- From: Richard Newman <r.newman@reading.ac.uk>
- Date: Wed, 2 Nov 2005 13:43:48 +0000
- To: Danny Ayers <danny.ayers@gmail.com>
- Cc: Semantic Web <semantic-web@w3.org>
Danny, I was going to reimplement schemarama using twinql's matchers a month or two ago, and got sidetracked. If you can give me a graph pattern that an Atom/OWL node has to match (e.g., an entry has to have a title, an author who is a person, etc.), then twinql can compile that into a function that says 'yes' or 'no'. This graph pattern is a SPARQL SELECT query, basically.

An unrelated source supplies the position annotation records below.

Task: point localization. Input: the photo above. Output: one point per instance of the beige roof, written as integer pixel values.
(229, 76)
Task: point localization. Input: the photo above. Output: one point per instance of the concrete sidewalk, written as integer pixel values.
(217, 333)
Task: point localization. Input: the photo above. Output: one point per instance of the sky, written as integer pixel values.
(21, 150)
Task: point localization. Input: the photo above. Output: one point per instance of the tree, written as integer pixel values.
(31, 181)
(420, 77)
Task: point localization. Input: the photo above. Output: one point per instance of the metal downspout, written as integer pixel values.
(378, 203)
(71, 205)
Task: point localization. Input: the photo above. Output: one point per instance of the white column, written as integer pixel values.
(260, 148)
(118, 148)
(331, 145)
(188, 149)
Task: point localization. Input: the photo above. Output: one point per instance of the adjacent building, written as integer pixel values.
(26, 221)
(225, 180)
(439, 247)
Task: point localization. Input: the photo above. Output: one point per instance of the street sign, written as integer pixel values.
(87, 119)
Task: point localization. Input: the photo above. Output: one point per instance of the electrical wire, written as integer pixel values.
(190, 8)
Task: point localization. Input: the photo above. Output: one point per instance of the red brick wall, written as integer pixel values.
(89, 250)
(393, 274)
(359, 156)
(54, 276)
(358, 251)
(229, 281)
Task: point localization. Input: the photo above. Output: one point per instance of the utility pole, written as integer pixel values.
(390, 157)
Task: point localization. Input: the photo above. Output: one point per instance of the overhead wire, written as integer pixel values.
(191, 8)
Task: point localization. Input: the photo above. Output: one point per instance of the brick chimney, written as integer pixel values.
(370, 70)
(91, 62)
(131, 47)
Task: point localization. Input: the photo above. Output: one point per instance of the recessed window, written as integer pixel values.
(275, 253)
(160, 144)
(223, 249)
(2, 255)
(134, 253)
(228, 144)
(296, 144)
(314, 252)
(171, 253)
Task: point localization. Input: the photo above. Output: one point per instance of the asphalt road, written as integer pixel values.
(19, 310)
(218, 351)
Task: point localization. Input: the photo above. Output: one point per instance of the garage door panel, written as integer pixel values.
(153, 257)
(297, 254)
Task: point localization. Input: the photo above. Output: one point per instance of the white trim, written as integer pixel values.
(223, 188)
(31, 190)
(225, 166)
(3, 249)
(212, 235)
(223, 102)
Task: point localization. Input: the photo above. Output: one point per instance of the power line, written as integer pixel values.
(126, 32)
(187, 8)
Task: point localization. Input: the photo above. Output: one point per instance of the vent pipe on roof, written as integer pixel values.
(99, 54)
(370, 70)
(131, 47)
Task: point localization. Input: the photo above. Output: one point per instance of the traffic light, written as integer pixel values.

Sound useful? -R On 2 Nov 2005, at 09:45, Danny Ayers wrote: > > On 11/1/05, Miles, AJ (Alistair) <A.J.Miles@rl.ac.uk> wrote: > > >> http://isegserv.itd.rl.ac.uk/schemarama/ >> > > Wonderful. > > I'd be interested in hearing your thoughts on how suitable this > approach might be with Atom/OWL [1]. This is basically the Atom > syndication modelled in RDF/OWL (work in progress, expect a > request-for-feedback post to list sometime soon). There is already a > lot of scope with Atom for validation at the syntax level, but I've > been playing a little with validation at the model level using OWL > constraints (some notes at [2]). I anticipate this will be pretty > limited compared to the syntax stuff, but thought it could be useful > for ensuring some level of sanity for Atom data when in the RDF/OWL > world. (A particular variety of app I envisage is an Atom Store built > on a triplestore, so it would have sources/sinks of Atom > format/protocol). If I understand correctly, the Schemarama approach > could take this even further towards the constraints given in the Atom > spec. Does that make sense? > > Cheers, > Danny.